Advertisements placed in newspapers by the Department of U.P. Information and Public Relations on Gandhi Jayanti say: “Gandhiji’s fundamental philosophy is embodied in ‘Sarvajan Hitay and Sarvajan Sukhay’, which is the policy of the Uttar Pradesh government.”
Thus, the Uttar Pradesh government has accepted that the BSP’s Sarvajan (conveying that the party represents all, and not just Dalits) discourse — which brought it to power in the state in 2007 — is the same as Gandhi’s policy of reaching out to all.
The Dalit movement from the days of Ambedkar has, however, maintained that Gandhi was primarily a “caste Hindu leader” who was just patronising Dalits through his Harijan — a term meaning children of God, that Gandhi coined for Dalits — campaigns so as to prevent them from taking up the Ambedkarite line of an autonomous Dalit movement against the Brahmanical social system.
Till now, Mayawati had followed this line.
Last year, while attacking Rahul Gandhi over his visits to Dalit homes, she had extended her criticism to the Mahatma, dubbing him a “natakbaaz” (one who puts up an act). This had earned her criticism from the Congress, BJP and the Samajwadi Party in the state.

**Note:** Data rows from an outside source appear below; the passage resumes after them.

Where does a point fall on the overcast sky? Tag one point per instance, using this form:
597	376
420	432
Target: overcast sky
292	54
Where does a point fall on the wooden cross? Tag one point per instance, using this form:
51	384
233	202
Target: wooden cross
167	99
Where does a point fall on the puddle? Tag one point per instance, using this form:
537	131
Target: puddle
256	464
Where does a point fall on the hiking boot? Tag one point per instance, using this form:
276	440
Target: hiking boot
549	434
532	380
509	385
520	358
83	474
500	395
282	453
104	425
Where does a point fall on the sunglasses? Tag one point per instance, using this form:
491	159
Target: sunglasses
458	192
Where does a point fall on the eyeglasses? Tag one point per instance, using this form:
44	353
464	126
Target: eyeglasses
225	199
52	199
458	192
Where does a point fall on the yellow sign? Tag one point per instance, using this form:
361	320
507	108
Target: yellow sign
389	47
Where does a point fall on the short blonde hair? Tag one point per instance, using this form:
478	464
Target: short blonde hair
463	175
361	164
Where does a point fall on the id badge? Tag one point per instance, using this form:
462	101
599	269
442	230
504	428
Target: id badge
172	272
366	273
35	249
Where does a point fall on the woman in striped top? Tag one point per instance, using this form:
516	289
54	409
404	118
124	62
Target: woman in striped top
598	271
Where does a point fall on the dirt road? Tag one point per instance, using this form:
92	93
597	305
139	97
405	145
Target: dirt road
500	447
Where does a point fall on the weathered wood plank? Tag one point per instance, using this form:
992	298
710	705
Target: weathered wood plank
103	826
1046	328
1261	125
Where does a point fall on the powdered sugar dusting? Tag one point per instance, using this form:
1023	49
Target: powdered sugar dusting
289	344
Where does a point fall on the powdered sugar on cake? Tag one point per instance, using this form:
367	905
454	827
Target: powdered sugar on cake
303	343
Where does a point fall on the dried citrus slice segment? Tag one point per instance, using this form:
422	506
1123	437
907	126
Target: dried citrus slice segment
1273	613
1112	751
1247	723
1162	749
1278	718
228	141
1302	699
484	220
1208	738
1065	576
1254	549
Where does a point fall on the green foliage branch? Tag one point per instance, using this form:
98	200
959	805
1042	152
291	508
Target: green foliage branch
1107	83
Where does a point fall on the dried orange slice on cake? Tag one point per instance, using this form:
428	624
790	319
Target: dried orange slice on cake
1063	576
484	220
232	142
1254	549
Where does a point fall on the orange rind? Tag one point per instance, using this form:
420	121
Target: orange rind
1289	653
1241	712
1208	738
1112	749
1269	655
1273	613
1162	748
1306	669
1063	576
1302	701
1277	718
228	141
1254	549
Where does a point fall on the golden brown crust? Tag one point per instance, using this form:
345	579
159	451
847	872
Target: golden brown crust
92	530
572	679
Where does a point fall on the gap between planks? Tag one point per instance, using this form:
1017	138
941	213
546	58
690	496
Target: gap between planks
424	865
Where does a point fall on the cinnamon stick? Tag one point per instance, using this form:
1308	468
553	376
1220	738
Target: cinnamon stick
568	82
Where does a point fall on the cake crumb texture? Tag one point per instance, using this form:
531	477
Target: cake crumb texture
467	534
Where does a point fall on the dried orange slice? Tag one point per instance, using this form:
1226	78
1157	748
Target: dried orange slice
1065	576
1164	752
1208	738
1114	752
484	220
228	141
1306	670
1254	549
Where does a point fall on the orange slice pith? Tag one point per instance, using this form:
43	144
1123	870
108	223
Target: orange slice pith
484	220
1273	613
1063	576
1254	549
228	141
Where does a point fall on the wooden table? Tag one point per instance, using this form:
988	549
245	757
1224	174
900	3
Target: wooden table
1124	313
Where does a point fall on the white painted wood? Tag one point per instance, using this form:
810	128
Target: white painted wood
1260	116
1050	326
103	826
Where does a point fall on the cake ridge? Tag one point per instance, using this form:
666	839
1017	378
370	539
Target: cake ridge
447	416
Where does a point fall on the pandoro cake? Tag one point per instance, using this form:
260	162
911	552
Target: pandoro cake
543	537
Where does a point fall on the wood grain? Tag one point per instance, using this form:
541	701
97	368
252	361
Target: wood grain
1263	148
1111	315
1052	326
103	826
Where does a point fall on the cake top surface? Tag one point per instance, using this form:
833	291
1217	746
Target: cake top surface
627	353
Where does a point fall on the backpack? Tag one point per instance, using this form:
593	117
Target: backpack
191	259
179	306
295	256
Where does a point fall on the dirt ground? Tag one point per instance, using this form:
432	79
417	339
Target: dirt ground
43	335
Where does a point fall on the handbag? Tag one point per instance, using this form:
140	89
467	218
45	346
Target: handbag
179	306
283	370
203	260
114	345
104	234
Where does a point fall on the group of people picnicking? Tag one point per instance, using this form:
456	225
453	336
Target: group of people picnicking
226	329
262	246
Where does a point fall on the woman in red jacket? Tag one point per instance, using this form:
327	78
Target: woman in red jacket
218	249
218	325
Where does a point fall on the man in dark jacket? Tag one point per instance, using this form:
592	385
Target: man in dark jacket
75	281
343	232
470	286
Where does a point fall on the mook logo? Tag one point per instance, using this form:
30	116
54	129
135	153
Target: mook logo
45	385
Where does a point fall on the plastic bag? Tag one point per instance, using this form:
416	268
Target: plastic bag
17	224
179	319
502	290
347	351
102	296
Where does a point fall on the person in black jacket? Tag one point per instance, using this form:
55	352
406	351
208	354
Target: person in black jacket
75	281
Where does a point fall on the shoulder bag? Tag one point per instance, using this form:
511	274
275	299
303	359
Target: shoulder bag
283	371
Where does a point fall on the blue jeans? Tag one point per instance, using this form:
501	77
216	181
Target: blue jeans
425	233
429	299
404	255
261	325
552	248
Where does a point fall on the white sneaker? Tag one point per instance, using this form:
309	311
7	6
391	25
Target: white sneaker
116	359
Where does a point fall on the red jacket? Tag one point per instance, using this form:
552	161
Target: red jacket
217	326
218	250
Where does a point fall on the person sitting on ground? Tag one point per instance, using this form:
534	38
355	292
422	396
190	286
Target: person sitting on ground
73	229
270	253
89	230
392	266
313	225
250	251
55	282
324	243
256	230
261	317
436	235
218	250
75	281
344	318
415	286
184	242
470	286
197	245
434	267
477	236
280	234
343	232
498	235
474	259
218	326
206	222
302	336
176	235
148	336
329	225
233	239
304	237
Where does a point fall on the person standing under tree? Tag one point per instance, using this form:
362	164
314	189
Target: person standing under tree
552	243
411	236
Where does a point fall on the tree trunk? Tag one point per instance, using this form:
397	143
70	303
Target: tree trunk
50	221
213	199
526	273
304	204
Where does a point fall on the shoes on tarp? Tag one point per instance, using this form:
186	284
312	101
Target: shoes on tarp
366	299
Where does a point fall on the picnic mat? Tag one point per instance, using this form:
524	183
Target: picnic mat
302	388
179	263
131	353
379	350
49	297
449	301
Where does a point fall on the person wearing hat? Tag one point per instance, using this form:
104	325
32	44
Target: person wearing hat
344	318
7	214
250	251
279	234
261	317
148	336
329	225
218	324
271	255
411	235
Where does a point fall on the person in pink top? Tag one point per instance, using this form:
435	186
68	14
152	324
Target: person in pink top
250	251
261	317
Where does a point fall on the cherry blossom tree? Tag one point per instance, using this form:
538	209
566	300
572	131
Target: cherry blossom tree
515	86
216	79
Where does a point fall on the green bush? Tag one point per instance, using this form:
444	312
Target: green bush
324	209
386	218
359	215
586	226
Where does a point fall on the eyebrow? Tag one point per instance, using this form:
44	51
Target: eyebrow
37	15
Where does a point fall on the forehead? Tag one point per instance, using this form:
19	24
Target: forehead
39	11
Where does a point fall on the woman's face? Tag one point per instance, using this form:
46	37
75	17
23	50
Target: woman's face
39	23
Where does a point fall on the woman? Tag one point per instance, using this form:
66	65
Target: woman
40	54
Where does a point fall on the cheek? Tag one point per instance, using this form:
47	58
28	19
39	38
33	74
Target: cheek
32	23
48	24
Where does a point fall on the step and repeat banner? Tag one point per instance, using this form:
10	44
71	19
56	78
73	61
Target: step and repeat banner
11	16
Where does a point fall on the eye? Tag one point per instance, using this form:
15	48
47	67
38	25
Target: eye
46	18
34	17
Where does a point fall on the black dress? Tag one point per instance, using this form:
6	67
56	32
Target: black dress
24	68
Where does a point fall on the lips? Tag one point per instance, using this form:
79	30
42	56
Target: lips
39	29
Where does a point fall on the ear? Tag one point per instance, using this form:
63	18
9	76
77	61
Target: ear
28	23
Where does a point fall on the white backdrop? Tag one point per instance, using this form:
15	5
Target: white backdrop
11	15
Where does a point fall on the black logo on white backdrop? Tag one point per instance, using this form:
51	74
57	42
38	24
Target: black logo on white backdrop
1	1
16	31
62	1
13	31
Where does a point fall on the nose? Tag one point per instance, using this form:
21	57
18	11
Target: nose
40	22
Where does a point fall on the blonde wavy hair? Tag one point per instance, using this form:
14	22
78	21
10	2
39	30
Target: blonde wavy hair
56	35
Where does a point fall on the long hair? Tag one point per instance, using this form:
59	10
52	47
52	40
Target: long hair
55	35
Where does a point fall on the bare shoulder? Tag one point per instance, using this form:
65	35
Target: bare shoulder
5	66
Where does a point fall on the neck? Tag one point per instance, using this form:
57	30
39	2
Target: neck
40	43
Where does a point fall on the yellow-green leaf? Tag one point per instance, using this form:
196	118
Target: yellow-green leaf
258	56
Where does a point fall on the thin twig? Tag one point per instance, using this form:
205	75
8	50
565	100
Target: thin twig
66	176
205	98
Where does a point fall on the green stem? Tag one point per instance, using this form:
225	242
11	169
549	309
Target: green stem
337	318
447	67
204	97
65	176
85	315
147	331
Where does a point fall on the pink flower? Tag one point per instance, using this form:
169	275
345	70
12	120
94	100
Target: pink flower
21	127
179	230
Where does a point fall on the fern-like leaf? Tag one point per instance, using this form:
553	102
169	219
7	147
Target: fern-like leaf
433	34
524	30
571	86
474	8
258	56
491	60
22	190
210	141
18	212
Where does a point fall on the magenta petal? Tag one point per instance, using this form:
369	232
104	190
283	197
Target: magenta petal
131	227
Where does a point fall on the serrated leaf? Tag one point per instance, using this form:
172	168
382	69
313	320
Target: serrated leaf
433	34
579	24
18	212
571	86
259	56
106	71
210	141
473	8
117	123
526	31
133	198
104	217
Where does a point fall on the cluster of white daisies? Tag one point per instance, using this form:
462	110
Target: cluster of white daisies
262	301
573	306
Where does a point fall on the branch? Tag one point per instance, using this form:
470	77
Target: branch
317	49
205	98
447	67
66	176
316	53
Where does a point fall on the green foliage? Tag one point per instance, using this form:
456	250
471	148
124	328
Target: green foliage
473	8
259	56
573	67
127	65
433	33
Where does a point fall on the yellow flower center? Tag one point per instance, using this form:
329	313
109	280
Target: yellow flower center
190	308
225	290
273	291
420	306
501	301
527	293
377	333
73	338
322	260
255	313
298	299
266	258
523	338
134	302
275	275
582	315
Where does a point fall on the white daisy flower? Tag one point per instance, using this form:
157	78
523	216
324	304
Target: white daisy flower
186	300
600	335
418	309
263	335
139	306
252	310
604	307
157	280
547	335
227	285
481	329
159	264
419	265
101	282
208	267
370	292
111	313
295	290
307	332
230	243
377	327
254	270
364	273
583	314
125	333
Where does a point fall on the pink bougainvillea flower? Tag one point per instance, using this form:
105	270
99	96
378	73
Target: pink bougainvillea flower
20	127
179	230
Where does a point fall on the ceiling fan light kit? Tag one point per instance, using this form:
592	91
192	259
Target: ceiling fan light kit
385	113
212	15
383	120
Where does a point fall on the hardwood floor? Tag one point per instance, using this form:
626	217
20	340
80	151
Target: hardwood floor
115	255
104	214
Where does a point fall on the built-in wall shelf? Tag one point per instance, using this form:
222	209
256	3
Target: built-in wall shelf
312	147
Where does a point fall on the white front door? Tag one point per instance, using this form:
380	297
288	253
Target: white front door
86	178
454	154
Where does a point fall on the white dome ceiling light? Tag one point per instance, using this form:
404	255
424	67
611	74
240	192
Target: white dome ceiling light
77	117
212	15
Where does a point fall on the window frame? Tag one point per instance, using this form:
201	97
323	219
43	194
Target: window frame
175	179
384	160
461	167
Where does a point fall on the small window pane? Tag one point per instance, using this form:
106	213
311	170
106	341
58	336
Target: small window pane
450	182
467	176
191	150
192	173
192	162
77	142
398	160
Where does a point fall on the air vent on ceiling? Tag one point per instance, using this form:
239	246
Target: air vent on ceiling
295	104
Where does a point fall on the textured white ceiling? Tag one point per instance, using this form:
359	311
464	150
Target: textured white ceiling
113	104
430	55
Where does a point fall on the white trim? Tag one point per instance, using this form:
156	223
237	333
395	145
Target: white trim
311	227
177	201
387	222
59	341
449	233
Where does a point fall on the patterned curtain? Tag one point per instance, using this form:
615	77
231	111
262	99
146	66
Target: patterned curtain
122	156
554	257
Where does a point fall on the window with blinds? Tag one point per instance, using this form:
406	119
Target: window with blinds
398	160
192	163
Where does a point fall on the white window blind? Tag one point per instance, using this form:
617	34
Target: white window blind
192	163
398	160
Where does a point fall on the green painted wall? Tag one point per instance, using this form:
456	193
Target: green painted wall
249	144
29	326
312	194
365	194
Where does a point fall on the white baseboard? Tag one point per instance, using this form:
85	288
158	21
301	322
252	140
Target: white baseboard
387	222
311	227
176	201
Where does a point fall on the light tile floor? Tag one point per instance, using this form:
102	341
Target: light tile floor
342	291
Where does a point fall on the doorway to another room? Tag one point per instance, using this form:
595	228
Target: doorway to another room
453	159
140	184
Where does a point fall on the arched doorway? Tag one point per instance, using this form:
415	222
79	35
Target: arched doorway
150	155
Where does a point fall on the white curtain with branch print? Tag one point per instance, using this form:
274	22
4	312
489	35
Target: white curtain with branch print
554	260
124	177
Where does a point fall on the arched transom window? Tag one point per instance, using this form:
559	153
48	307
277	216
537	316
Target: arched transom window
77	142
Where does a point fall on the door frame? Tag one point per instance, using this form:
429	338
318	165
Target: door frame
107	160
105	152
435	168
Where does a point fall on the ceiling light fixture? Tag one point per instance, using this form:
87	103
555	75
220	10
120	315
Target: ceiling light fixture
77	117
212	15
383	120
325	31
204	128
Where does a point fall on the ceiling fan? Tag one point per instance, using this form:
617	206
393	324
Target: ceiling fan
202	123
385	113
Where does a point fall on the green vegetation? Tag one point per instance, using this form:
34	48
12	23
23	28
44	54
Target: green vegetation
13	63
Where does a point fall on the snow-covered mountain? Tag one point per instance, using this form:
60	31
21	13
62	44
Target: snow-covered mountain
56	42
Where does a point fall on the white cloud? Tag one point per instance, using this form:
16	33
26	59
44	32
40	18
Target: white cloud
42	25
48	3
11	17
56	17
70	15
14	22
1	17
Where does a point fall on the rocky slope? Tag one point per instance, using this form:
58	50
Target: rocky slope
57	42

In 1997, Mayawati had attacked the coinage of the term ‘Harijan’ by the Mahatma. “If Dalits are children of God, was he the son of Shaitan (the devil)?” she had asked.
Her attacks drew from the belief of Dalit icon B.R. Ambedkar and BSP mentor Kanshi Ram that the Gandhian approach to Dalits was patronising and in fact reinforced their social subordination.
Through the 1980s, too, both Mayawati and Kanshi Ram attacked Gandhi.
“Gandhism, Kanshi Ram felt, was the modern version of Brahmanism,” political scientist Sudha Pai has written in her book Dalit Assertion and the Unfinished Democratic Revolution.